Headlines like the one that popped up on various news sites on Tuesday about job losses are a reminder that something is amiss in Wisconsin. There is no way this state should be the place pointed to that somehow can not compete or make a positive showing when it comes to job creation.
And yet that is exactly what has taken place.
Wisconsin is the only state that had “statistically significant” job losses over the most recent 12-month period, according to the U.S. Bureau of Labor Statistics.
From March 2011 to March 2012, Wisconsin lost 23,900 jobs. That was the largest decrease in percentage terms in the country.
Those job losses came from both the public and private sector, but the public sector job losses (17,800) were larger than the private-sector job losses (6,100).
We all have relatives and friends that live across the nation, and if you are like me, you feel slightly embarrassed when Wisconsin does not live up to our ideals. Over the past 15 months there have been too many headlines that make me aware over and over that we are very far from the path we all deserve to be on.
Many can point fingers in this or that direction and claim to know exactly why the negative news is being made.

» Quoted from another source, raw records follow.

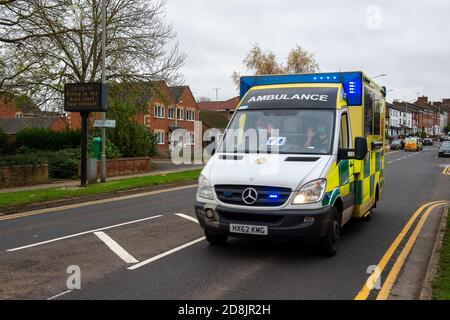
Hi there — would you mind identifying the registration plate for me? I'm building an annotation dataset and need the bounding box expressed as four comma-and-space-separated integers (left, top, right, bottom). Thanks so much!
229, 224, 268, 236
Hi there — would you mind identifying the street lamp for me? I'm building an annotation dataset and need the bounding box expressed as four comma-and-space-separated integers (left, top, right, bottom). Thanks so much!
100, 0, 107, 183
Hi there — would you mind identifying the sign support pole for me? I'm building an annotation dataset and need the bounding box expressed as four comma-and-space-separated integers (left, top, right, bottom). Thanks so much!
80, 112, 90, 187
100, 0, 107, 183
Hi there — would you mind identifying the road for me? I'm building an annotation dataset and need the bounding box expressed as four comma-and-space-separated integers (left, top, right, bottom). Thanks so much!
0, 146, 449, 300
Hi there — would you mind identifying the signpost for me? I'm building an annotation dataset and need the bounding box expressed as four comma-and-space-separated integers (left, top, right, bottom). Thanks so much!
94, 119, 116, 128
64, 83, 108, 187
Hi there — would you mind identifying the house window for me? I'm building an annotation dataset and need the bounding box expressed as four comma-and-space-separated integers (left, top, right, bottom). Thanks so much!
154, 105, 165, 118
186, 132, 195, 145
144, 114, 150, 126
155, 130, 165, 145
168, 107, 175, 119
186, 109, 195, 121
177, 108, 184, 120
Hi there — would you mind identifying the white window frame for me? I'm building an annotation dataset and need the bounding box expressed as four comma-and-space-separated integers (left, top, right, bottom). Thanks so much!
144, 114, 150, 126
177, 107, 184, 120
154, 104, 165, 119
186, 109, 195, 121
168, 106, 175, 119
155, 130, 165, 145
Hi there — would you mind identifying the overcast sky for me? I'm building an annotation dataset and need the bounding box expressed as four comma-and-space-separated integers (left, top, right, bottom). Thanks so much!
166, 0, 450, 103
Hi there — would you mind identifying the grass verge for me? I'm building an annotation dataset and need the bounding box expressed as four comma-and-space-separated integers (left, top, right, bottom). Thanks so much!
0, 169, 201, 210
432, 208, 450, 299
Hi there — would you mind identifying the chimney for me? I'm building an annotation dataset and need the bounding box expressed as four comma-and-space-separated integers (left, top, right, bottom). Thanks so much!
417, 96, 428, 104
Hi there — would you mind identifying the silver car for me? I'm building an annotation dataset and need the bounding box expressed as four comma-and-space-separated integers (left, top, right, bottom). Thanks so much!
438, 141, 450, 157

But that is a far cry from taking steps to remedy the problem.
What is needed in this state is a political climate that allows for compromise aimed at taking steps that moves our people forward, as opposed to partisan power plays that are designed to increase a person’s name ID, or a political party’s chances in the next election.
There is no reason that our state politicians did not find the resolve to have both a venture capital bill, and the mining issue land on Governor Walker’s desk. If there had been better relations from the East Wing, and less partisan sniping from the two parties this state could have had two very important issues resolved. Two issues that would have made a positive difference for the state’s economy in the years to come. Issues that would in time impact job creation.
There is a serious shortage of good will when it comes to our state politics, and one result of that is the absence of meaningful and strong bipartisan legislation aimed at job creation. From the lack of unity in the statehouse on how to deliver economic policies that works for the citizenry comes headlines.
It is time to turn this state around and make sure that the people are again heard under the dome, and that their needs are met. It is time the politicians we elect and pay for start acting like adults.